Professor Cornelius Schnauber (April 18, 1939 - February 21, 2014) was a German-born scholar, historian, playwright, biographer, and educator. At the time of his death, he was emeritus associate professor of German at the University of Southern California (USC).

Schnauber was born near Dresden, Germany. He received his doctorate at the University of Hamburg in 1968 having studied German literature, phonetics, and political science. He was also an instructor in the Phonetics Institute of the university from 1963 to 1968. On a 2004 PBS "Life and Times" TV show, Schnauber says that his father "was an early
member of the Nazi party ... He was not ambitious as though he didn't
want to become one of the leaders, but when the Nazis took over,
he had a good job first in the Nazi unions and then later on
during the war in the Nazi Red Cross." When Schnauber's grandparents brought up the question of where the Jews were sent, his father said they were deported to another country.

After his education in Germany, Schnauber met his wife, Judith Docter, an American from Stanford, and they moved to Los Angeles. They have a son and daughter: composer and music professor Tom Schnauber, and concert singer and performing artist Christina Linhardt. In Los Angeles, Schnauber became an assistant professor of German at USC (1968–1972) and from 1972, Associate Professor of German. He was Chairman of the Department of German at USC from 1975 to 1984. In September 1984, he founded the Max Kade Institute for Austrian-German-Swiss Studies at USC and served as its founding director. He has been described by the Jewish Journal as "a leader in fostering German-Jewish relations".
Professor Schnauber was the co-founder of the German-Jewish dialogue with Morris Kagan, which, for more than two decades, brought together post-WWII generation Germans and Jews for reconciliation and healing.

From 1992 on he served as the German diction coach of the Los Angeles Opera, helping to give performers a better understanding of the relationship between text and music in German operas.

As an author, Schnauber's output ranged over a wide variety of subjects—from an analysis of Hitler's Germany, Wie Hitler sprach und schrieb, Zur Psychologie der faschistischen Rhetorik (How Hitler Spoke and Wrote. The Psychology of Fascist Rhetoric), to philosophy, Pragmatischer Humanismus, Thesen Analysen Konsequenzen (Pragmatic Humanism, Theses, Analyses, Consequences), to literary criticism, Deine Träume - Mein Gedicht. Eugen Gomringer und die konkrete Poesie (Your Dreams—My Poem: Eugen Gomringer and the Concrete Poetry), to studies of European artists in Hollywood, Spaziergänge durch das Hollywood der Emigranten (Hollywood Haven, Home and Haunts of the European Emigres and Exiles in Los Angeles). He also contributed biographies of Fritz Lang, who was a close friend, and Plácido Domingo.

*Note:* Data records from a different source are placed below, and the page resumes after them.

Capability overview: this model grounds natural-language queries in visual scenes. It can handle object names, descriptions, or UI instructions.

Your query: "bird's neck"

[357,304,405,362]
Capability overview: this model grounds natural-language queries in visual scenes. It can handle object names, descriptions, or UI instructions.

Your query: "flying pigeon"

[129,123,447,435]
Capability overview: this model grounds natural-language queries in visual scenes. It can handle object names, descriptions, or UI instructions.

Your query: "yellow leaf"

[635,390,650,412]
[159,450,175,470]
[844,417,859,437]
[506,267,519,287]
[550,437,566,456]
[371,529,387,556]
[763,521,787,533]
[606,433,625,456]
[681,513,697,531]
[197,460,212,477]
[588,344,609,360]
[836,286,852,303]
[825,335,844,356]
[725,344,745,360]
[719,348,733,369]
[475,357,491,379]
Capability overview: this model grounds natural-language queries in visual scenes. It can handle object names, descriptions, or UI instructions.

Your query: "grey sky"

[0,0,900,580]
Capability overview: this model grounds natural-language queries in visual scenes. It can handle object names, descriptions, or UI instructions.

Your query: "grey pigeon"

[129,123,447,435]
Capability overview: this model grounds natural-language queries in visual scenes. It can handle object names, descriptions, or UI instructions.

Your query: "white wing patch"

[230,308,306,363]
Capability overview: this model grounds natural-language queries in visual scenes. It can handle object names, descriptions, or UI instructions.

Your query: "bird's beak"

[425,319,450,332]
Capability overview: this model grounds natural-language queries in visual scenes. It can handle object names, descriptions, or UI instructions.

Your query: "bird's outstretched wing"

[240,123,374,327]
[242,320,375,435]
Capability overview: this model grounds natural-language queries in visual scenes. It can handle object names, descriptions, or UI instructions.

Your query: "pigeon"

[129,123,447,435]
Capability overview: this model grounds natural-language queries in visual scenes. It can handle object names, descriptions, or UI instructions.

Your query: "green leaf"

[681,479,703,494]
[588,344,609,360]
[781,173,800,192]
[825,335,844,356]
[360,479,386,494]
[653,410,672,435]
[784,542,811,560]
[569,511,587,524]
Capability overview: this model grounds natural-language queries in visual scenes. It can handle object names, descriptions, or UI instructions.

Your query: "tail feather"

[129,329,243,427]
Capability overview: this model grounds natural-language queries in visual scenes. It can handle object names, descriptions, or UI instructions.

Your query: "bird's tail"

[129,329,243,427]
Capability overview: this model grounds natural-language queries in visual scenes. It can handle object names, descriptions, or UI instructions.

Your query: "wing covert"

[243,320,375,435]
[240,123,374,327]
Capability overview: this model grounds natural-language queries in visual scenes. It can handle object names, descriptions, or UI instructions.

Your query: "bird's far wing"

Dr. Schnauber wrote a number of plays including one about Richard Wagner's last days and his relations with his wife Cosima and fellow composer Felix Mendelssohn. Another production, Irma and Emma, exploring the shifting memories of two old women in a nursing home, made its debut in 2006.

Professor Schnauber was honored many times in his career including the Distinction of Honor in Gold for Services to the Republic of Austria (1979), The Federal Republic of Germany Friendship Award (1983), The Cross of the Order of Merit for the Federal Republic of Germany (1986), and Officer's Cross of the Order of Merit of the Federal Republic of Germany awarded by the President of Germany in 2002. A further honor was the 2003 "Resolution Cornelius Schnauber" from the Los Angeles City Council for "his contributions to the understanding of the cultural heritage of the City of Los Angeles and the longstanding history of friendship between Berlin and Los Angeles".
These accolades rank him as one of Germany's most decorated citizens in the United States.

His autobiography, Von Dresden bis Hollywood. Erinnerungen, Reflexionen und Begegnungen aus zwei Welten erzählt einer Freundin in 7 Vigilien (ISBN 3000302395)
was published by Progress Media and released March 2010.